Traduction en français par Virginie Thiriaud

 

Phoenicopterus ruber, Phoenicopteridae, Flamant rouge

Sur les 6 espèces de flamants existantes, Phoenicopterus ruber est l’une des 4 vivant en Amérique © Giuseppe Mazza

Pour décrire le flamboyant Flamant des Caraïbes ou Flamant rouge (Phoenicopterus ruber Linnaeus 1758), il suffirait simplement de réécrire ce qui a déjà été indiqué pour son jumeau, le grand Flamant rose (Phoenicopterus roseus) car il y a encore peu de temps, le flamant des Caraïbes était classé comme une sous-espèce de l’autre, ou inversement selon certains auteurs.

Divers caractères morphologiques, en particulier la couleur de la livrée, ainsi que la nette séparation entre les deux territoires occupés par ces oiseaux, pouvaient conduire à la certitude que, tôt ou tard, ils auraient été classifiés comme deux espèces distinctes.

D’autre part, le nom scientifique originel de Phoenicopterus ruber, donné par Linné au XVIIIème siècle, était particulièrement approprié pour cette nouvelle espèce puisqu’il identifie la couleur rouge très évidente.

Lorsqu’il a été suggéré de reclassifier les deux espèces obtenues suite à la subdivision de la super-espèce Phoenicopterus ruber, nous pouvons bien comprendre pourquoi il a été décidé de conserver le nom originel de “ruber” pour le flamant des Caraïbes et d’attribuer le nom “roseus” au flamant rose.
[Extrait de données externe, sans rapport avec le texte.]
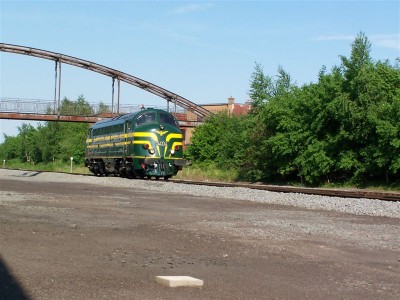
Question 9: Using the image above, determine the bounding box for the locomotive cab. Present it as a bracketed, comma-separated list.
[85, 109, 184, 179]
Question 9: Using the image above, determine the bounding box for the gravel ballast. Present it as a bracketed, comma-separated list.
[0, 169, 400, 218]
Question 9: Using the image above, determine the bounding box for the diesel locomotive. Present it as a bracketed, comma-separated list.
[85, 108, 185, 180]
En effet, ces épithètes représentent au mieux les couleurs de chacune des espèces.

Cependant, encore aujourd’hui, la nouvelle classification n’est pas toujours partagée et souvent la littérature fait référence à Phoenicopterus ruber ruber pour le flamant des Caraïbes et à Phoenicopterus ruber roseus pour le flamant rose.

Le flamant des Caraïbes est l’un des plus présents dans les zoos et les jardins naturalistes en raison de sa couleur éblouissante, conservée grâce à une alimentation riche en carotène et autres colorants. Sans ces complémentations, les individus captifs perdraient leur belle couleur en peu de temps, en raison du manque de leur nourriture naturelle.

En outre, il fait preuve d’une docilité remarquable, acceptant bien volontiers l’environnement artificiel créé ad hoc, qui le conduit sans aucune difficulté à se reproduire également en captivité.

L’étymologie du binôme scientifique est expressément basée sur la couleur spectaculaire de cet oiseau. Phoenicopterus vient du grec “phoinix” = rouge, carmin et “pteron” = aile. Le nom d’espèce vient du latin “ruber” = rouge en raison de la coloration de sa livrée.

Quelques noms communs donnés en Europe : en anglais Caribbean flamingo, en allemand Kubaflamingo, en espagnol Flamenco rojo, en italien Fenicottero rosso, en néerlandais Caribische Flamingo et en portugais Flamingo. Il convient de noter que dans le nom commun donné dans plusieurs pays, l’origine de ce flamant était déjà explicitement indiquée, faisant une distinction claire, au moins du point de vue géographique, avec le flamant rose.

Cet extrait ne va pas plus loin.